For every action there is an equal and opposite reaction. This means that for every force there is a reaction force that is equal in size, but opposite in direction. That is to say that whenever an object pushes another object it gets pushed back in the opposite direction equally hard. If one object A exerts a force Fa on a second object B, then B simultaneously exerts force B on A.

Examples:

• When you jump off a small rowing boat into water, you will push yourself forward towards the water. The same force you used to push forward will make the boat move backwards.
• When you lean against the wall, it is pushing against you with the same force that you are pushing against it. This may be more apparent if you have one student lean against another student (the student acting as the wall will have to exert force to keep the other student from falling over).
• Ex. The baseball forces the bat to the left (an action); the bat forces the bat forces the bat to the right (the reaction).
• Ex. When air rushes out of a balloon, the opposite reaction is that the balloon flies up.

## Outside Resources

• Rap-style music videos on Newton's Laws of Motion:

## Quiz Yourself

Fill in the blanks

• First Law: An object at ___ tends to stay at ________, and an object in ________ tends to keep moving with the same _________ unless an ____________ force acts on it.
• Second Law: The amount of ________ needed to make an object change its ____________ depends on the _______ of the object.
• Third Law: When one object exerts a ________ on a second object, the second object exerts an __________ and __________ force back on the first object.

True or False?

• For a book sitting on the table, all forces acting on it are balanced.
• If an object is not accelerating or decelerating, no forces are acting on it
• An object's inertia causes it to come to a rest position.
• The only way to slow down a moving object is to apply a net force to it.
• Objects tend to stay moving because of a force called inertia.

Which Law?

• Which of Newton's Laws explains why satellites need very little fuel to stay in orbit?
• A frog jumps from a lily pad but instead of continuing in a straight line it is pulled down by gravity, landing in the water.
• After starting your car you notice that if you give it more gas by pushing on the accelerator, it goes faster.
• You are standing up on a bus and when the bus stops suddenly your body is thrown forwards
• Little 5-year old Juan is throwing rocks with his dad, but gets upset that the rocks he throws do not go as far as his dad's rocks.
• A swimmer pushes back on the water with her arm, but her body moves forwards.
• When I lean against the wall, I do not fall down.
• A person is in a car that has no head rest.
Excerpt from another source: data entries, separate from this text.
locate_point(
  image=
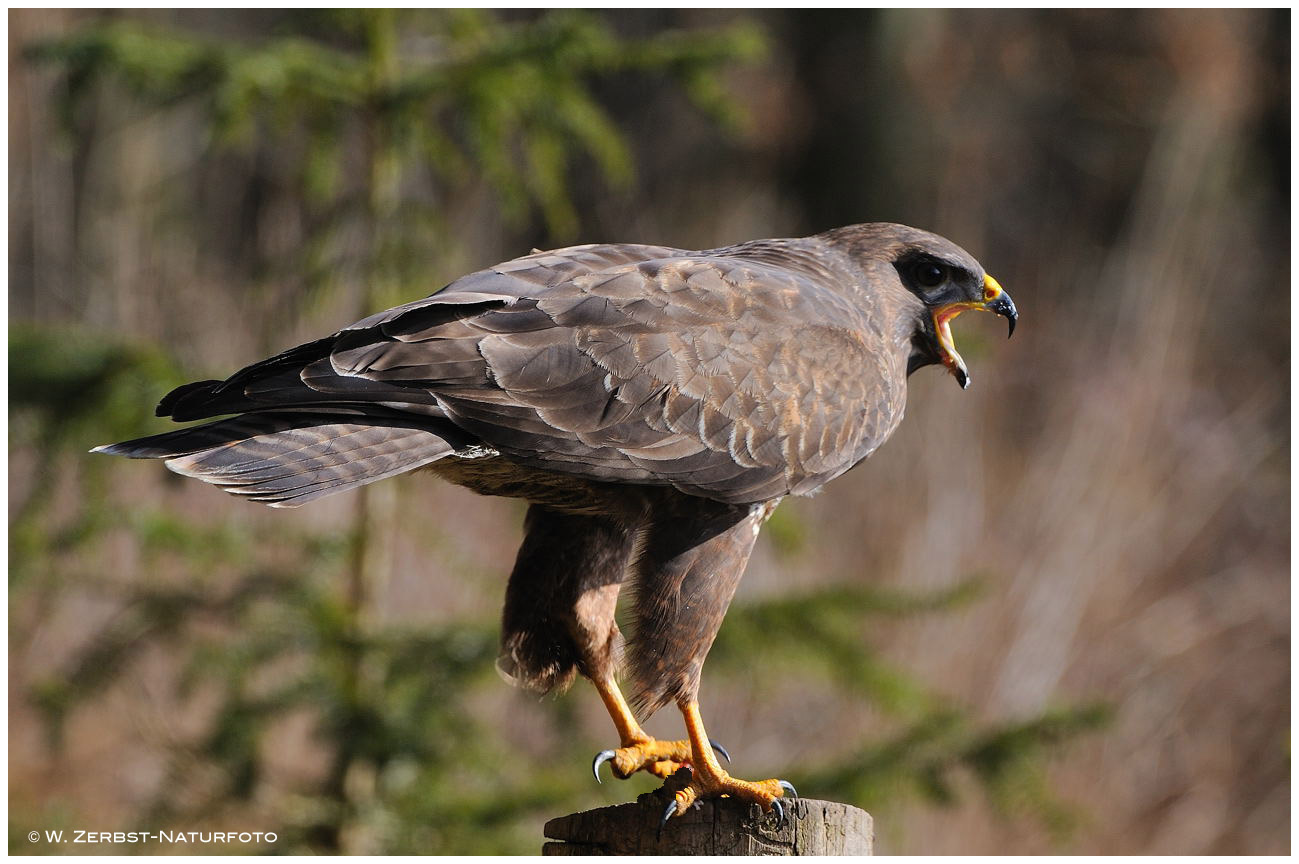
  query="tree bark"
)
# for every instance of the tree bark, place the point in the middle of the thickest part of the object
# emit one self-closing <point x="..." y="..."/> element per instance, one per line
<point x="721" y="826"/>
When the car is hit from behind the person suffers a serious neck injury.

Define

• Inertia
• Force
• Acceleration
• Speed

Solve it!

• A car with a mass of 1,000 kg is at a stoplight. The light turns green, the driver pushes the gas pedal, and the engine applies a net force of 4,000 Newtons (a Newton is a unit of force). What is the car's acceleration?
• What is inertia?
• A billiard ball and a golf ball travel towards each other at the same speed. What happens when they collide?
• [BONUS] When you hit a baseball with a bat, the ball pushes on the bat with an equal but opposite force that the bat exerts on the ball (Third Law). Why is it that the ball changes direction and goes flying away, but that the bat continues moving the same direction it was going? What effect did the ball have on the bat? Can you use the Second Law to explain all the interactions between the bat and the ball? How does the First Law play into all this?